St Luke's School, Wolverhampton

By Alex Green, Programme Manager (Awards and Schools)

When it comes to tomorrow’s school buildings, the concept of ‘passive design’ could help lower bills and fight the climate crisis while keeping staff and students happy and comfortable

Poor energy efficiency in school buildings does more than frustrate staff and students – it can drive up bills by tens of thousands of pounds. There are many quick and easy ways for schools to save energy – but if their buildings are draughty, energy-hungry or poorly designed, cutting costs will always be an uphill struggle. The need to lower energy use is also fuelled by the growing climate emergency.

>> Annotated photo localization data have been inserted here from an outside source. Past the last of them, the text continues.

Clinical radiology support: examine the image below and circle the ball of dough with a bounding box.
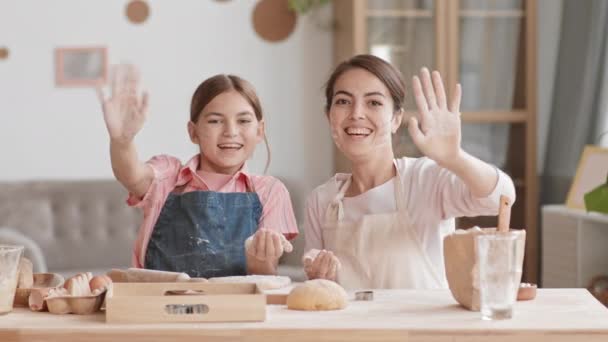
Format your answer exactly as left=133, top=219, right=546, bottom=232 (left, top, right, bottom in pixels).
left=286, top=279, right=348, bottom=311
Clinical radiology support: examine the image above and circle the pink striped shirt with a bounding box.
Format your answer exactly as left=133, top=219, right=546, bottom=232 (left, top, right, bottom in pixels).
left=128, top=154, right=299, bottom=268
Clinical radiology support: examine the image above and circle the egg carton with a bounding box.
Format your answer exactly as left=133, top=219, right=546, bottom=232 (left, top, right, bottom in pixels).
left=13, top=273, right=64, bottom=307
left=45, top=287, right=108, bottom=315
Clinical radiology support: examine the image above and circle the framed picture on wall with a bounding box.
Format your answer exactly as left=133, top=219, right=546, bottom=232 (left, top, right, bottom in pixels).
left=55, top=46, right=108, bottom=87
left=566, top=145, right=608, bottom=209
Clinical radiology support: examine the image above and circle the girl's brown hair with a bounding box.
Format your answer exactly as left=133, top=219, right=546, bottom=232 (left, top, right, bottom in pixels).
left=190, top=74, right=271, bottom=173
left=324, top=54, right=406, bottom=113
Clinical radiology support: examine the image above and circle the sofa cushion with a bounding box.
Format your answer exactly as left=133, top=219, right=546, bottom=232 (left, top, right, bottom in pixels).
left=0, top=199, right=53, bottom=240
left=0, top=180, right=141, bottom=272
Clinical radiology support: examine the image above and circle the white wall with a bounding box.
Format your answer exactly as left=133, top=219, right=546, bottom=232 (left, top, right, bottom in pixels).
left=0, top=0, right=335, bottom=220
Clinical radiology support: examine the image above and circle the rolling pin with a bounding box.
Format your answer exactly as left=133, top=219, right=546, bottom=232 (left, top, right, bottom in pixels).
left=107, top=268, right=191, bottom=283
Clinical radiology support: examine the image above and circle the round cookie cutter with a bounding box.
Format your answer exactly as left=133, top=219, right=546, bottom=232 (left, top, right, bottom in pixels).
left=355, top=290, right=374, bottom=301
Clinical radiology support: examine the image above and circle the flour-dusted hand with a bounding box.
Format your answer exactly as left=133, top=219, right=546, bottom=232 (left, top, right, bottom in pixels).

There are a host of tools and approaches to help schools tackle energy use – from student energy clubs to smart software that pinpoints key causes of energy waste. But when it comes to tomorrow’s school buildings, the concept of ‘passive design’ could help lower bills and fight the climate crisis while keeping staff and students happy and comfortable. 

What is passive design?

Passive design maximises the use of natural sources of heating, cooling and ventilation to create comfortable conditions inside buildings. It harnesses environmental conditions such as solar radiation and cool night air to control the indoor environment – cutting the need for gas and electricity. 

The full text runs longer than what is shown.